RIENZI, Miss. — Over 100 residents from a small Mississippi town rallied on Saturday after a complaint from a prominent professing atheist organization that took issue with a Christian flag being displayed in a public park resulted in the removal of the banner.
The Wisconsin-based Freedom From Religion Foundation (FFRF) sent a letter on Jan. 20 to Rienzi Mayor Walter Williams to assert that the flag, which had been flown in Veterans Memorial Park, was unconstitutional. It said that it had been contacted by a local resident—who was not named—to advise them of the flag’s presence.
“We write to ensure that the town remove the Christian flag from its memorial garden in order to avoid unconstitutional religious endorsement,” the letter read. “We appreciate that the town of Reinzi is attempting to memorialize [veterans’] sacrifice. But as numerous government entities have already discovered, honoring those who have served their community and country does not override the need to remain neutral toward religion.”

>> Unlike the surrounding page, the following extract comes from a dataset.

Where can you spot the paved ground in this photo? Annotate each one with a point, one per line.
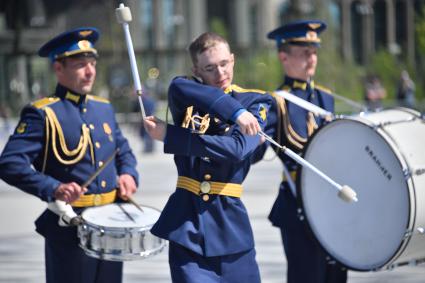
(21, 249)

FFRF urged Williams to utilize a completely secular display instead, and noted that it can be “quite costly” to ignore their request as another city settled with FFRF in 2015 for $500,000.
“There are countless ways to recognize the sacrifice of our veterans and military members without also endorsing one religion over all others in violation of the Constitution,” it said. “By flying a Christian flag over the memorial, Rienzi sends the message that the town values the service of minority religious and nonreligious service members less than their Christian counterparts.”
As a result of the letter, Williams had the flag removed.
“I never dreamed that something like this would have happened in a town this small, but it happened,” he told local television station WREG. “We’re gonna fly that flag again and I’m hoping it’s not going to be long.”
On Saturday, more than 100 residents from the small town of 300 held a rally in support of the flag, some themselves bearing the emblem.
“We’re not gonna let other people, or a foundation, or anybody else up in Wisconsin tell us that we can’t fly our flag!” organizer Kevin Nelms proclaimed to those gathered.
“My whole point behind this [is], you’re gonna take one down, we’re gonna put a hundred back up,” he added to reporters. Supporters ran another Christian flag up the flagpole during the event.
Nelms and his group rode from the VFW on their motorcycles to Veterans Memorial Park, flying the flag as they went.
“As a proud American, but number one as a proud Christian, I came today to stand up for the Lord and stand up for our freedom,” participant Susan Woodruff stated.
Williams says that he has hired an attorney and further discussion about the matter will be held at its next board meeting on Tuesday. He was among those who attended the rally on Saturday.